Click internally uses exceptions to signal various error conditions that the user of the application might have caused. Primarily this is things like incorrect usage.
Click’s main error handling is happening in BaseCommand.main(). In there it handles all subclasses of ClickException as well as the standard EOFError and KeyboardInterrupt exceptions. The latter are internally translated into a Abort.
The logic applied is the following:
Generally you always have the option to invoke the invoke() method yourself. For instance if you have a Command you can invoke it manually like this:
ctx = command.make_context('command-name', ['args', 'go', 'here'])
with ctx:
result = command.invoke(ctx)
In this case exceptions will not be handled at all and bubbled up as you would expect.
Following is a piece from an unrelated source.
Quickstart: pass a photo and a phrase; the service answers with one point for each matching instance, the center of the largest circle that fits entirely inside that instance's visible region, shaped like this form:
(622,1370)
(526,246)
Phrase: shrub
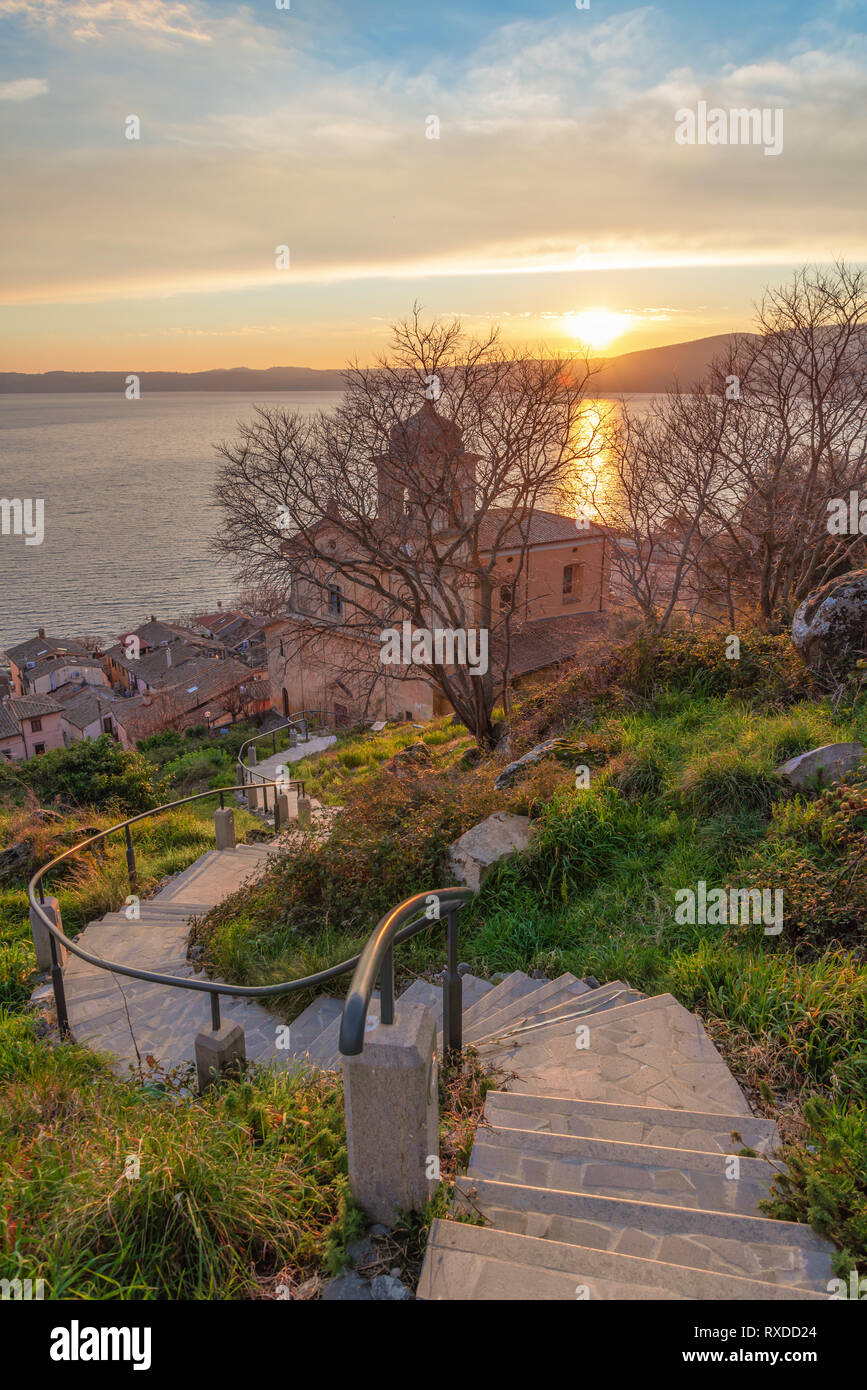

Starting with Click 3.0 you can also use the Command.main() method but disable the standalone mode which will do two things: disable exception handling and disable the implicit sys.exit() at the end.
So you can do something like this:
command.main(['command-name', 'args', 'go', 'here'],
standalone_mode=False)
Click has two exception bases: ClickException which is raised for all exceptions that Click wants to signal to the user and Abort which is used to instruct Click to abort the execution.
A ClickException has a show() method which can render an error message to stderr or the given file object. If you want to use the exception yourself for doing something check the API docs about what else they provide.